For years, the public has watched members of Congress enter office with modest wealth and leave as millionaires. Lately there has been a lot of talk about Congresswoman Ilhan Omar’s net worth soaring from o to $30,000,000 while holding office for only a few years. Before that it was Nancy Pelosi’s net worth which had spared because of stock trades. It doesn’t matter which party we are discussing, if you are elected to Congress your net worth usually increases despite a salary of $174,000.
While not every lawmaker fits that pattern, the trend is widespread enough to raise an uncomfortable question: Why does serving in public office so often coincide with becoming significantly richer?
The answer isn’t singular, it’s a mix of structural loopholes, weak oversight, and a political culture that has grown far too comfortable with blurred boundaries between public service and personal gain.
First, lawmakers have unusual access to market-moving information. They may not receive insider trading tips in the traditional corporate sense, but they do sit in classified briefings about industries, national emergencies, regulatory changes, and international events—information that can directly influence the stock market. Even though insider trading by members of Congress is technically illegal, enforcement has been almost nonexistent. The STOCK Act, passed with great fanfare, has proven toothless, relying heavily on self-reporting and generating little more than headlines when a violation occurs.
Then there’s the revolving door. Many lawmakers know that their time in Congress, whether it lasts four years or forty, is a springboard to highly paid consulting, lobbying, or corporate board positions. The incentive to stay friendly with powerful industries is obvious: today’s legislative committee assignment can become tomorrow’s seven-figure job offer. When lawmakers are surrounded by people who earn fortunes influencing public policy, it’s no surprise some start thinking about their own exit strategy.
Another factor is the broader ecosystem of influence—book deals, speaking fees, donor relationships, and political branding. Once a member of Congress gains national visibility, doors open. Publishers offer advances. Special interest groups pay for speeches. Media attention boosts name recognition, which often translates into opportunities completely unrelated to governing. These aren’t illegal, but the optics are troubling: the wealthier and more insulated lawmakers become, the further they drift from the daily struggles of their constituents.

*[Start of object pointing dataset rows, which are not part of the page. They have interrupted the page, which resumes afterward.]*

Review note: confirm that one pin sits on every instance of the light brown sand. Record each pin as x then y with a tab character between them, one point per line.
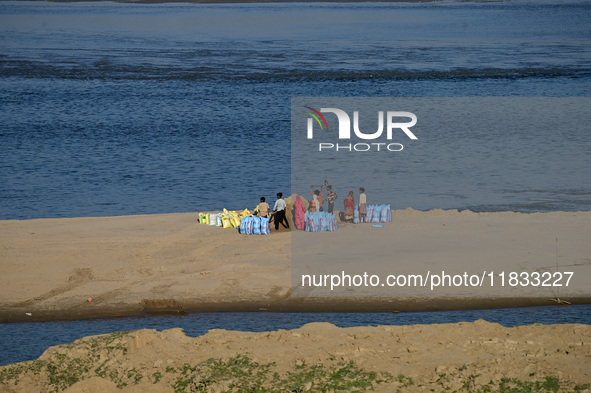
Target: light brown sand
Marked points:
171	263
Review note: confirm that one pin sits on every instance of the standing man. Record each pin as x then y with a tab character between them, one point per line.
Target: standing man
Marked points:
331	197
362	205
279	211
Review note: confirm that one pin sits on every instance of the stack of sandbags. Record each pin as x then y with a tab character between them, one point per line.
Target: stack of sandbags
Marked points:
253	225
226	219
375	214
320	221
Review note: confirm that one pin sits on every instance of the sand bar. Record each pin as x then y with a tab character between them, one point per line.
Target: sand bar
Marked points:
132	265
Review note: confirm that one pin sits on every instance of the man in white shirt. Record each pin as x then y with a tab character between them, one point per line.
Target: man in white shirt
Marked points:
362	205
279	211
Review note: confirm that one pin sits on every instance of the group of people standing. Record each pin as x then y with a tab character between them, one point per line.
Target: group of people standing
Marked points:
278	214
279	209
349	202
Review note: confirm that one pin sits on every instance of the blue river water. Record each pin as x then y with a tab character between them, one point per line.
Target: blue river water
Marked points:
114	109
136	109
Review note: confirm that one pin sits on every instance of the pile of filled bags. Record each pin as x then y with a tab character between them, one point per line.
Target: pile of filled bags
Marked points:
244	221
319	221
375	214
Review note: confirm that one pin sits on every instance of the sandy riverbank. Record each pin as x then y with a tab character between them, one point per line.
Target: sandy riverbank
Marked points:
462	357
132	265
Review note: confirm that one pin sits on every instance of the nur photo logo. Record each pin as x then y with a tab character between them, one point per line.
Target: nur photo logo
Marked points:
396	123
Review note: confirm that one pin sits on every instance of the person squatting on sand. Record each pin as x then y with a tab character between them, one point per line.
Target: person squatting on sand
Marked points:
330	198
279	212
315	203
362	204
263	208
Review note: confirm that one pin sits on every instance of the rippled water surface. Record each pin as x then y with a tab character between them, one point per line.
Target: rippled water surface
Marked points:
129	108
110	109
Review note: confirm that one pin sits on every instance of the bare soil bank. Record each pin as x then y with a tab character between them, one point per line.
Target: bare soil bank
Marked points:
468	357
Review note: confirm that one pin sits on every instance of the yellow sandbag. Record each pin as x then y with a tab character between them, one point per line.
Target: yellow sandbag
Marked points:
202	218
235	221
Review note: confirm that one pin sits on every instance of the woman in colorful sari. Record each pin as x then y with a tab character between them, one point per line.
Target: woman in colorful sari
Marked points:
349	206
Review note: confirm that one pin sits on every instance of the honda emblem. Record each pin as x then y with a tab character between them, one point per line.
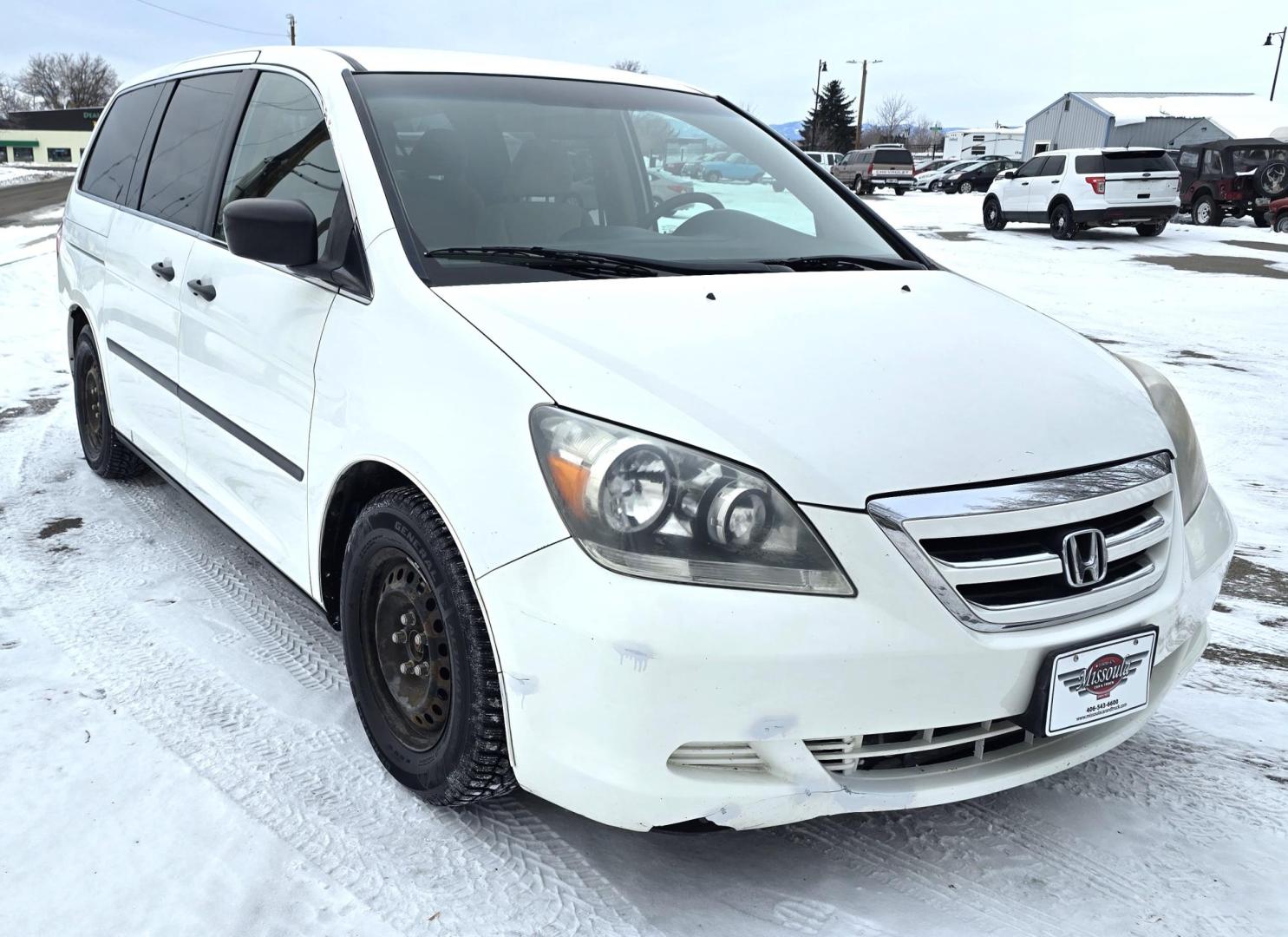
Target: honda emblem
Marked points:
1086	558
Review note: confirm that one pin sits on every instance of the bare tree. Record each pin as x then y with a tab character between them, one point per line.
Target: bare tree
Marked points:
62	80
12	97
892	117
88	80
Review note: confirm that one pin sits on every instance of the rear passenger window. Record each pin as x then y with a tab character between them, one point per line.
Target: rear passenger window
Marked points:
1030	167
187	147
116	150
284	151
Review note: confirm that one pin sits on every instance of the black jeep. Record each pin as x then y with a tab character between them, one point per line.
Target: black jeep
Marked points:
1234	178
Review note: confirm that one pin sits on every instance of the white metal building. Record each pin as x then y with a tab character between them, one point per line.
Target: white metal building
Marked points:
993	141
1150	119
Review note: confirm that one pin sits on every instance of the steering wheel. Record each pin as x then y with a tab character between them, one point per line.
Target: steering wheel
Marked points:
679	201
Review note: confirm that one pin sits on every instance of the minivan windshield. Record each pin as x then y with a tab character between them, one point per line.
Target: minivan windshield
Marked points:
502	178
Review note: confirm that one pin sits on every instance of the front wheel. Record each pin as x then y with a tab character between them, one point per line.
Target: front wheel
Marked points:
419	658
1062	227
1207	212
993	218
105	453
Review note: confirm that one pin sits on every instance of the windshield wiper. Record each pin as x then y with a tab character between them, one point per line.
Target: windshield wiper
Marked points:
590	265
837	262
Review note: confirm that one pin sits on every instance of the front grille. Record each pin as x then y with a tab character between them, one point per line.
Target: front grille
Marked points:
912	753
724	756
993	554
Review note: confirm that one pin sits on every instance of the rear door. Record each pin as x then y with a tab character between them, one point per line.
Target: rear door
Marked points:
250	333
1015	196
147	252
1046	183
1139	177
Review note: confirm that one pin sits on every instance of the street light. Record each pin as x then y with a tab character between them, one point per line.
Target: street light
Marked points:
863	92
1282	34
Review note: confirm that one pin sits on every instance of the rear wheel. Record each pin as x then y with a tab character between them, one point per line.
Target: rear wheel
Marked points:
1062	227
419	658
1207	212
993	220
105	453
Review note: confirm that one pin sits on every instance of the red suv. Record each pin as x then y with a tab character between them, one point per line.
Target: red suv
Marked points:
1234	178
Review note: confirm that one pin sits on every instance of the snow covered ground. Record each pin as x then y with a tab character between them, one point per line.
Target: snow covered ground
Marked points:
180	751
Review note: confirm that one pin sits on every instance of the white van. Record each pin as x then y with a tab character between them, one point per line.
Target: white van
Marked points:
730	511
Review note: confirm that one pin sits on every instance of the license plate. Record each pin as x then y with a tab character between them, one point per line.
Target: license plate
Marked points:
1088	686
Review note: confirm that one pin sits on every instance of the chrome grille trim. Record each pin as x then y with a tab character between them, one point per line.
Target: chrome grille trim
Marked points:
1027	511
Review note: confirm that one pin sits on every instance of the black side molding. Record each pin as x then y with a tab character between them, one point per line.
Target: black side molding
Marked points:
209	411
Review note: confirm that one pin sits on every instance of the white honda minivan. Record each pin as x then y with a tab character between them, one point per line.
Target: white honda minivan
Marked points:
730	511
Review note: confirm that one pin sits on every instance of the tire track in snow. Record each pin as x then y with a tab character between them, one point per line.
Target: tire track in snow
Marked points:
920	879
496	869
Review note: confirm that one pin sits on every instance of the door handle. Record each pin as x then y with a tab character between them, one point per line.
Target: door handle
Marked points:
204	290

We also shouldn’t ignore the rules they write for themselves. Congressional salaries haven’t skyrocketed, but perks, allowances, benefits, and tax advantages—paired with the ability to use campaign funds for a wide range of expenses—create financial cushioning that ordinary Americans could only dream of. Add in homes, travel reimbursements, and connections to donors willing to help with everything from fundraising to consulting gigs, and the picture becomes clear.
The result is a structural problem, not a partisan one. And when public service becomes a reliable pathway to private wealth, trust erodes. Voters see the imbalance clearly: while families struggle with rising costs, many lawmakers enjoy rising fortunes.
What’s needed is simple, even if it’s politically inconvenient:
Ban individual stock trading for members of Congress and their immediate families.
Strengthen the STOCK Act with real enforcement, stiff penalties, and independent oversight.
Reform lobbying rules and extend cooling-off periods after leaving office.
Increase transparency on outside income, consulting work, and book deals.
Serving in Congress should be a public duty—not an investment strategy.
Don’t hold your breath that changes will be made. Of course, term limits would stop the enrichment. But Congress won’t enact limits and they won’t stop insider trading. The money grab will continue unless we the people put a stop to it.